Electrophilic Addition Mechanism
The page discusses the elektrophile Addition Mechanismus (electrophilic addition mechanism), a crucial concept in organic chemistry. This process involves the reaction between an electrophile and an unsaturated hydrocarbon, typically an alkene or alkyne.
The mechanism is illustrated using the example of a bromine molecule (Br₂) reacting with an alkene. The process begins with the approach of the bromine molecule to the electron-rich double bond of the alkene. This interaction leads to the formation of a cyclic bromonium ion intermediate.
Vocabulary: Bromonium ion - A cyclic, positively charged intermediate formed during the electrophilic addition of bromine to an alkene.
The mechanism then proceeds with the nucleophilic attack of the bromide ion on the backside of the bromonium ion, resulting in the final product formation.
Highlight: The electrophilic addition mechanism typically occurs in two steps: the initial electrophilic attack followed by a nucleophilic backside attack.
The page also touches on the concept of chirality in the products of electrophilic addition reactions. When the addition occurs at a carbon atom with two different substituents, it can lead to the formation of chiral products.
Definition: Chirality - The property of a molecule that makes it non-superimposable on its mirror image, often resulting from the presence of an asymmetric carbon atom.

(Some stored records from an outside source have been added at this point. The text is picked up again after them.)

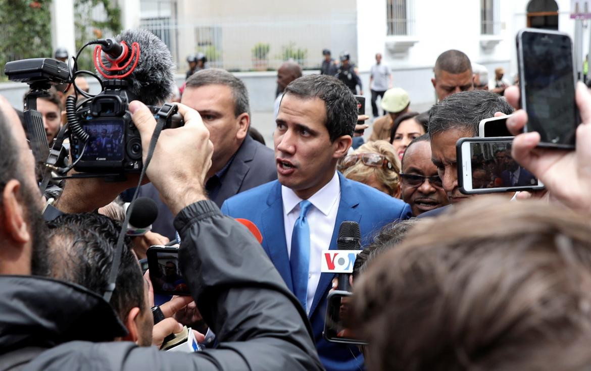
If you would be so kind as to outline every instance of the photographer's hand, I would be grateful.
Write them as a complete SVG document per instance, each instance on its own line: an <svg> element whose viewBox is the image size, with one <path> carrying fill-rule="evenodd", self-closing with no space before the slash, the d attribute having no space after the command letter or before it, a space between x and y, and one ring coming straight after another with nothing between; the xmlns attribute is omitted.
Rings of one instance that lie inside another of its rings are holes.
<svg viewBox="0 0 591 371"><path fill-rule="evenodd" d="M205 175L212 165L213 145L209 132L197 111L178 104L184 126L160 133L146 175L160 193L160 197L176 215L186 206L207 198ZM129 103L134 123L142 137L143 158L156 126L152 113L144 103Z"/></svg>
<svg viewBox="0 0 591 371"><path fill-rule="evenodd" d="M519 89L505 90L507 100L514 106L519 102ZM519 134L527 122L527 114L518 110L507 120L507 128L517 135L511 154L520 165L534 174L551 194L551 199L569 207L591 211L591 95L582 83L577 86L577 106L582 123L577 129L576 150L537 148L540 134ZM565 123L566 124L567 123Z"/></svg>

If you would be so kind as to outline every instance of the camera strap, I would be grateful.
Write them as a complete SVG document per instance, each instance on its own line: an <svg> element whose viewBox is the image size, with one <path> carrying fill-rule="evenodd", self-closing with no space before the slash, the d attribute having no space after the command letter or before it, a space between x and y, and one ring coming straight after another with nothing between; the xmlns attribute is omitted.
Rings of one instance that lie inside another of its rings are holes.
<svg viewBox="0 0 591 371"><path fill-rule="evenodd" d="M127 213L125 215L125 219L121 226L121 232L119 232L119 238L117 239L117 247L115 250L115 254L113 255L113 263L111 264L111 271L109 273L109 281L107 281L107 287L103 294L103 298L106 301L110 302L111 297L113 295L113 291L115 291L115 284L117 281L117 274L119 272L119 266L121 263L121 253L123 252L123 242L127 232L127 226L129 223L129 217L133 211L134 206L135 205L135 199L138 197L138 193L139 191L139 186L142 184L144 177L145 175L146 169L150 165L150 160L152 160L152 155L154 154L154 150L156 148L156 142L160 136L160 133L164 128L167 121L177 113L178 108L176 105L165 103L160 108L160 109L154 115L156 119L156 127L154 129L154 134L150 139L150 147L148 147L148 154L146 155L146 160L144 162L144 167L139 174L139 181L138 182L138 186L134 192L134 196L131 198L131 203L127 208Z"/></svg>

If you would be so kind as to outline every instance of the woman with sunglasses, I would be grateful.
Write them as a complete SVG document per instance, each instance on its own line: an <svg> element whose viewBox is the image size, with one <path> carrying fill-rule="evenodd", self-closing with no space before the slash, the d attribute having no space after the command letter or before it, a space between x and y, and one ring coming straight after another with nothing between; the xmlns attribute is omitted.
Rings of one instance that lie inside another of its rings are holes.
<svg viewBox="0 0 591 371"><path fill-rule="evenodd" d="M343 157L339 168L349 179L373 187L393 197L400 197L400 163L392 145L386 141L375 141L362 145Z"/></svg>

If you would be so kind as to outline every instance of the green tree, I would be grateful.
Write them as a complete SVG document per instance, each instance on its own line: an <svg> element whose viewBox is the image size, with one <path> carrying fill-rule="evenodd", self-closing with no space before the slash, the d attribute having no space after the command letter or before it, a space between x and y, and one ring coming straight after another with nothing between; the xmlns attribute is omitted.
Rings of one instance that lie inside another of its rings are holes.
<svg viewBox="0 0 591 371"><path fill-rule="evenodd" d="M7 62L53 57L49 0L0 0L0 79Z"/></svg>

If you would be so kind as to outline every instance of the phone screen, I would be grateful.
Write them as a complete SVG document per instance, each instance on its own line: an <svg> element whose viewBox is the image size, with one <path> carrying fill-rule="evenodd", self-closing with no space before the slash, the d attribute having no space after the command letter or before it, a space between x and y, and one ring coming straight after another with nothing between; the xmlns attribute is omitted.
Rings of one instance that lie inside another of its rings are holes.
<svg viewBox="0 0 591 371"><path fill-rule="evenodd" d="M577 122L572 47L566 35L522 34L522 73L528 131L541 142L574 145Z"/></svg>
<svg viewBox="0 0 591 371"><path fill-rule="evenodd" d="M484 123L484 131L483 132L485 138L491 136L512 136L511 134L507 129L507 118L506 117L500 118L497 120L491 120Z"/></svg>
<svg viewBox="0 0 591 371"><path fill-rule="evenodd" d="M324 335L329 341L367 344L358 339L351 328L351 293L348 291L336 291L329 294Z"/></svg>
<svg viewBox="0 0 591 371"><path fill-rule="evenodd" d="M147 255L150 278L155 293L191 294L178 268L178 249L150 248Z"/></svg>
<svg viewBox="0 0 591 371"><path fill-rule="evenodd" d="M538 180L513 160L511 142L469 142L472 189L533 187Z"/></svg>

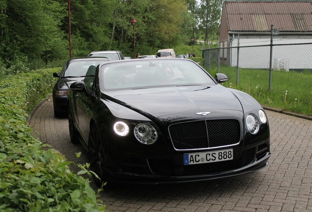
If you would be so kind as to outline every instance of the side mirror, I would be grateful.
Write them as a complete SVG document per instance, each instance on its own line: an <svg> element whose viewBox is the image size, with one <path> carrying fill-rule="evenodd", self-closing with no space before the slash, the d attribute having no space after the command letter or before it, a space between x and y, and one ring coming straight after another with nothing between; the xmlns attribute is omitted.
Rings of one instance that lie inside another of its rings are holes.
<svg viewBox="0 0 312 212"><path fill-rule="evenodd" d="M70 89L77 92L87 92L85 84L82 81L77 81L72 84L69 87Z"/></svg>
<svg viewBox="0 0 312 212"><path fill-rule="evenodd" d="M215 75L214 79L218 83L223 83L228 80L228 77L224 74L217 73Z"/></svg>

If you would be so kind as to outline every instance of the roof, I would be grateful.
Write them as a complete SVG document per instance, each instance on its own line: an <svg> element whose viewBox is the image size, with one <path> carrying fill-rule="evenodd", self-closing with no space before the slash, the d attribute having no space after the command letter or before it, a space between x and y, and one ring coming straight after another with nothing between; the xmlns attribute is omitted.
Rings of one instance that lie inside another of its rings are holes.
<svg viewBox="0 0 312 212"><path fill-rule="evenodd" d="M223 10L230 31L312 31L311 1L224 1Z"/></svg>

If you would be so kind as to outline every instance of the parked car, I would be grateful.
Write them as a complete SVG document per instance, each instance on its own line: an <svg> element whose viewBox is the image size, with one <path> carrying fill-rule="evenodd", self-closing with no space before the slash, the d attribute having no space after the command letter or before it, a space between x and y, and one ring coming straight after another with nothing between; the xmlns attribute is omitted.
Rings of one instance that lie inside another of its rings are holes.
<svg viewBox="0 0 312 212"><path fill-rule="evenodd" d="M138 57L136 57L137 59L142 59L142 58L157 58L158 57L156 55L141 55L141 56L139 56Z"/></svg>
<svg viewBox="0 0 312 212"><path fill-rule="evenodd" d="M67 94L69 86L73 82L83 80L88 70L95 70L100 63L108 61L106 57L72 58L65 62L60 74L53 73L53 77L58 78L52 91L55 117L67 115Z"/></svg>
<svg viewBox="0 0 312 212"><path fill-rule="evenodd" d="M268 164L265 112L187 59L109 61L73 83L69 134L102 179L159 184L255 172ZM93 86L89 86L93 82Z"/></svg>
<svg viewBox="0 0 312 212"><path fill-rule="evenodd" d="M109 60L125 59L122 53L119 51L94 51L90 53L88 56L104 56L108 58Z"/></svg>
<svg viewBox="0 0 312 212"><path fill-rule="evenodd" d="M178 54L177 56L176 56L176 57L186 58L186 56L184 54Z"/></svg>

The diagram illustrates various stages of the reaction, including:
- The initial approach of the reactants
- The formation of the cyclic bromonium ion intermediate
- The nucleophilic attack leading to the final product
Example: In the elektrophile Addition Beispiel shown, a bromine molecule reacts with an alkene to form a dibromoalkane product.
The page concludes by noting that while this mechanism is applicable to larger molecules, smaller alkenes like ethene may behave differently due to their size and structure.
Vocabulary: Ethene - The simplest alkene, also known as ethylene, with the molecular formula C₂H₄.
This comprehensive overview of the elektrophile Addition Mechanismus provides a solid foundation for understanding more complex organic reactions and their stereochemical outcomes.